Pancreatic cancer is one of the most aggressive malignancies with only 5% of patients being alive 5 years after diagnosis. Tumor microenvironment is certainly involved in the progression of pancreatic carcinoma through subsequent steps of metastatic dissemination. Thus, both angiogenesis and epithelial-to-mesenchymal transition (EMT) are essential results of cancer-stroma interaction.
Both endoscopic ultrasound (EUS) and confocal laser endomicroscopy (CLE) are recent techniques that could be used to evaluate imaging surrogate biomarkers used for a tailored personalised therapy in these patients. Recently, CLE has gone beyond the superficial luminal indications with the development of a new microprobe, i.e. a flexible probe that can pass through a 19-gauge needle (nCLE).
The aim of the current project is focused on the evaluation of both angiogenic factors and characterization of the EMT status, which have proven to exhibit variable prognostic values in pancreatic cancer.
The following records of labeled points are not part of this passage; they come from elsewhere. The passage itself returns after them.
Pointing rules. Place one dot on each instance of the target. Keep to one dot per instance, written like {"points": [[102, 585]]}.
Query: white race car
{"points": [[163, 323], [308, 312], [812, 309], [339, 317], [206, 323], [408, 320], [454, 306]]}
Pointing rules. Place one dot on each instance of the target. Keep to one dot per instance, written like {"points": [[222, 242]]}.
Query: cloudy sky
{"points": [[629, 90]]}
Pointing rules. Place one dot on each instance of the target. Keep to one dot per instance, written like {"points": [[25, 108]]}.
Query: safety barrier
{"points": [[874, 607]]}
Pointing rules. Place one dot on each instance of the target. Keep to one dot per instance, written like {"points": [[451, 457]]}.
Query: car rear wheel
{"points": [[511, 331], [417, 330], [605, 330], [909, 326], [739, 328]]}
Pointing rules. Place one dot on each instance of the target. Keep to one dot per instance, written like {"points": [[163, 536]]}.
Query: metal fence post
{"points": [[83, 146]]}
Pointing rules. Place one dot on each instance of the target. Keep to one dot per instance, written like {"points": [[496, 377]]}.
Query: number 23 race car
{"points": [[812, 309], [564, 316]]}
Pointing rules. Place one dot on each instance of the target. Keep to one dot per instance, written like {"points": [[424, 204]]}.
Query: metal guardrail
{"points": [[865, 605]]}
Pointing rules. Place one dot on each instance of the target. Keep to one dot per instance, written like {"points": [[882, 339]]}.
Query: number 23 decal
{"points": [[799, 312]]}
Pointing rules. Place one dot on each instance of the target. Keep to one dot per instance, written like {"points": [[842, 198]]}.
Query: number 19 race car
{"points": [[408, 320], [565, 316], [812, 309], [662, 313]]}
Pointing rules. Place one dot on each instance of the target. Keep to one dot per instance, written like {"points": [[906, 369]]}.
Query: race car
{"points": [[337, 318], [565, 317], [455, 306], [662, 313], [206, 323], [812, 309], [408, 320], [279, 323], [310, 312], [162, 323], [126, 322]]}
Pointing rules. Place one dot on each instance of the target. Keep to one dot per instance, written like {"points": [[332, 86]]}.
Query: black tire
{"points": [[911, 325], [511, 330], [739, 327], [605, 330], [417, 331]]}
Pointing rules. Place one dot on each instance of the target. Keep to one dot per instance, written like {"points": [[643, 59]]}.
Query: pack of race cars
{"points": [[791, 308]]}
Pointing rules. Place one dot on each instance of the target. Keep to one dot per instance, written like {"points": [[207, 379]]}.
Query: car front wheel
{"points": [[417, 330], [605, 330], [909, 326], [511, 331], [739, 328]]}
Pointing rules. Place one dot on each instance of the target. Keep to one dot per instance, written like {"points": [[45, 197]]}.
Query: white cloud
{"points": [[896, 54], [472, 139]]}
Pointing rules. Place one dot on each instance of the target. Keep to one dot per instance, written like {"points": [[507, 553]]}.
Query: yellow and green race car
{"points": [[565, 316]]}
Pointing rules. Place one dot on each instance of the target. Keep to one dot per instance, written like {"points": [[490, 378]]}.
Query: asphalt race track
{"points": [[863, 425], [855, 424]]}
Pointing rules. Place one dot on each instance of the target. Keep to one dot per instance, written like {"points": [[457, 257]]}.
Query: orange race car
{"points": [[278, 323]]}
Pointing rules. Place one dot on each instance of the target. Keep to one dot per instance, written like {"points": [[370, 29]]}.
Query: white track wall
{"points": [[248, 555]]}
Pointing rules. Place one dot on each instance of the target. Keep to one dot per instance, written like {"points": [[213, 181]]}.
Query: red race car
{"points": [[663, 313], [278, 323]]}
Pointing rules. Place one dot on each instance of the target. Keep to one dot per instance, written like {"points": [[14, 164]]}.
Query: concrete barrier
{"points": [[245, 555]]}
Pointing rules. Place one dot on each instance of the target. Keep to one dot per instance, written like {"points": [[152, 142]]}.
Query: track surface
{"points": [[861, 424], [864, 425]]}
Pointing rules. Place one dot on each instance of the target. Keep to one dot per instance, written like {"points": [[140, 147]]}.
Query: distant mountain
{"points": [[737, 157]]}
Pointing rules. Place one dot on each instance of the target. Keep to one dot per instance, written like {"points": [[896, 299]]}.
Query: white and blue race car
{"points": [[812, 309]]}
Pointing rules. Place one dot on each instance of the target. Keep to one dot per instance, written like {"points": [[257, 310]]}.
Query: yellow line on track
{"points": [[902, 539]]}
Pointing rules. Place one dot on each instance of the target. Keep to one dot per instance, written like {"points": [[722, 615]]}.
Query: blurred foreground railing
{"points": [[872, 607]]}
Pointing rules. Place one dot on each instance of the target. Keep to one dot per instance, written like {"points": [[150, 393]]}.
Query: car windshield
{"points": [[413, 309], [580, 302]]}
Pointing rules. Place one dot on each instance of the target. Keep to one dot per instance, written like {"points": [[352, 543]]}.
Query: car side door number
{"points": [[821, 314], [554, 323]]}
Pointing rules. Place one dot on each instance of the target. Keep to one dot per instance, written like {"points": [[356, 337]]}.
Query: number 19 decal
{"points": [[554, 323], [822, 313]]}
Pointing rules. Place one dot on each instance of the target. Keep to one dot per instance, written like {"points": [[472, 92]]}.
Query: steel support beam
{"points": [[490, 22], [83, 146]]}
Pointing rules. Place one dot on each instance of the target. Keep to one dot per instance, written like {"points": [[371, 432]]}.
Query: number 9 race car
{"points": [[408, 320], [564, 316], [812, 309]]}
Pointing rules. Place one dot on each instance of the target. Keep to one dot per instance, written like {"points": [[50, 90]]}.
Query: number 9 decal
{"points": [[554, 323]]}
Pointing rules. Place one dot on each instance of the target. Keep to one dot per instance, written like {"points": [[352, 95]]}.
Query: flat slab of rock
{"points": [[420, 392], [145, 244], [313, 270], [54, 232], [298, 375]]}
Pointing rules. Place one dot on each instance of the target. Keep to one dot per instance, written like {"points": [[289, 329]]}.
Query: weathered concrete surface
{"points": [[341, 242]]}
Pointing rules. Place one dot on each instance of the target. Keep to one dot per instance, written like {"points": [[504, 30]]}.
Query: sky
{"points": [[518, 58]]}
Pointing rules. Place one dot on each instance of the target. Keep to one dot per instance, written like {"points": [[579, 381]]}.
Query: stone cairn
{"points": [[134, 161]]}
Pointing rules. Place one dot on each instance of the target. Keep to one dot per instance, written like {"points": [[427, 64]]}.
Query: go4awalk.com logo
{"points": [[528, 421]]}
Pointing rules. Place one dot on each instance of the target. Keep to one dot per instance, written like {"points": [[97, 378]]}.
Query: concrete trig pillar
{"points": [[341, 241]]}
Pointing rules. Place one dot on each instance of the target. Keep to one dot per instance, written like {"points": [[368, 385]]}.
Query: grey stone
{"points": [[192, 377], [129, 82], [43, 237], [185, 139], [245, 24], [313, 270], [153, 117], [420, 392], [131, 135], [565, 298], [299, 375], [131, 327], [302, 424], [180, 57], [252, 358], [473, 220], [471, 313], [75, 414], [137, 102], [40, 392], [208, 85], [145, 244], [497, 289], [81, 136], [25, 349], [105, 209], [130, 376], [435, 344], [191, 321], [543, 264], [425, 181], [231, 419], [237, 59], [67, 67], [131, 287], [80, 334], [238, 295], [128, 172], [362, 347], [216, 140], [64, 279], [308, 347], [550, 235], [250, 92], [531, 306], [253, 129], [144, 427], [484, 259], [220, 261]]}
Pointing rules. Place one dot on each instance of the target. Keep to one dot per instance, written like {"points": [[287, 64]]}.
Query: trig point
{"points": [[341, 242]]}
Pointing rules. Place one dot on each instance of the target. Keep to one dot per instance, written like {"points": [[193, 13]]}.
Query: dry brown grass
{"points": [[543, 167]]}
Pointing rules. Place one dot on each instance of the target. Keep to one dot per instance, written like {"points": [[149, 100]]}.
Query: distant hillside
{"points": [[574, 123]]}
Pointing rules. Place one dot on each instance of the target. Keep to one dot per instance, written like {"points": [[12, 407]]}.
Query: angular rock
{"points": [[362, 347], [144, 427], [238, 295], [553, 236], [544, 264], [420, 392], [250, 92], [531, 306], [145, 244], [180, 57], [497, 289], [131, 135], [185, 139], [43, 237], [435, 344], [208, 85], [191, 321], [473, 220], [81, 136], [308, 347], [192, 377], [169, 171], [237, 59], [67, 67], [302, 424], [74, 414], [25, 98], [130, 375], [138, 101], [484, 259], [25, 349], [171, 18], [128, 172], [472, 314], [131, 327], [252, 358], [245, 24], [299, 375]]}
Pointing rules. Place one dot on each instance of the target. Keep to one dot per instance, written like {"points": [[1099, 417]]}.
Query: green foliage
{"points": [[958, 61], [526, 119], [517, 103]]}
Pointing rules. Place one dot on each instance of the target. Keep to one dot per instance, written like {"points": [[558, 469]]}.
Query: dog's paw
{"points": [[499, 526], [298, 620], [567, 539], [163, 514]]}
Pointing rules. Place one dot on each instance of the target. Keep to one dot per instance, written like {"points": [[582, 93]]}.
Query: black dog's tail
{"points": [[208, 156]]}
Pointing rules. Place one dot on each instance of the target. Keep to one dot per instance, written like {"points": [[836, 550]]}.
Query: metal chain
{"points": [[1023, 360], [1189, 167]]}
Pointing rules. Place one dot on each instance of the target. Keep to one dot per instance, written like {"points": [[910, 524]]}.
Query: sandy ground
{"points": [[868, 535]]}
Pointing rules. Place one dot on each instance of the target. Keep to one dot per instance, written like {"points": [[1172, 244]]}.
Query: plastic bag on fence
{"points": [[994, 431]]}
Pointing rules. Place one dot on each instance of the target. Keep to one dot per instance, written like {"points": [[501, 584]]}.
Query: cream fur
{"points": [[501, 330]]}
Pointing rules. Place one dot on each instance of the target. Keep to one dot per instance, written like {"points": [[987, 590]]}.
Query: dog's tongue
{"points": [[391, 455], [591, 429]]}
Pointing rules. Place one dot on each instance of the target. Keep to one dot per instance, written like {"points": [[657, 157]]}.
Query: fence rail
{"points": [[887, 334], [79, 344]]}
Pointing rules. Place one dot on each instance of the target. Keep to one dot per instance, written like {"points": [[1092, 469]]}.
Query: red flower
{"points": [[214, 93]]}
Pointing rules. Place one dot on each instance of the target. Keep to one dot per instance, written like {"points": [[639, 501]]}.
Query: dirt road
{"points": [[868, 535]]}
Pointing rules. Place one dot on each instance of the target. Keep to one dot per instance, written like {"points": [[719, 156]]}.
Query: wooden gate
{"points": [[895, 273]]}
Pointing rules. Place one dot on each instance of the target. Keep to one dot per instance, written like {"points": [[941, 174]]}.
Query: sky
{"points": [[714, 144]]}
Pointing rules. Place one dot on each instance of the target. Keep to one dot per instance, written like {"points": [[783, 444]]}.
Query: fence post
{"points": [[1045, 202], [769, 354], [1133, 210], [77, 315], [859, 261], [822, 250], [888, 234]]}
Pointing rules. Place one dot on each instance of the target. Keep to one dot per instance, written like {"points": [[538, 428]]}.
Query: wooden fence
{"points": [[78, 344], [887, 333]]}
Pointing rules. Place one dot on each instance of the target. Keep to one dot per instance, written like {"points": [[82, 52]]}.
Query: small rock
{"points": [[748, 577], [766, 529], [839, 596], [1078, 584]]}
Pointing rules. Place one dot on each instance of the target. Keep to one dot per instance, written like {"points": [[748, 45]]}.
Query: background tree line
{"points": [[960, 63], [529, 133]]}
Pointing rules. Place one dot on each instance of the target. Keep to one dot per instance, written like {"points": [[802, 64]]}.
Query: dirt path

This hypothesis is endorsed by recently published data showing that TGFbeta can induce EMT as a pro-oncogenic event, whilst this might be also promoted by VEGF-induced autocrine loops.
The specific objectives of the proposal include:
O1 Real-time translational hybrid imaging methods used for the evaluation of pancreatic carcinoma, especially for the prognostic assessment based on molecular imaging biomarkers.
O2 Reverse-translational evaluation of angiogenesis and EMT, validated by immunohistochemistry (IHC), immune-fluorescence (IF) and molecular biology techniques (qPCR, microarray).
The method of EUS-guided nCLE is novel and studies on how to improve the technique using different targeted markers are highly relevant. If nCLE could be used for real-time characterization of the molecular profile of pancreatic carcinomas this could evolve into a whole new area of research ultimately leading to individualized oncological treatment.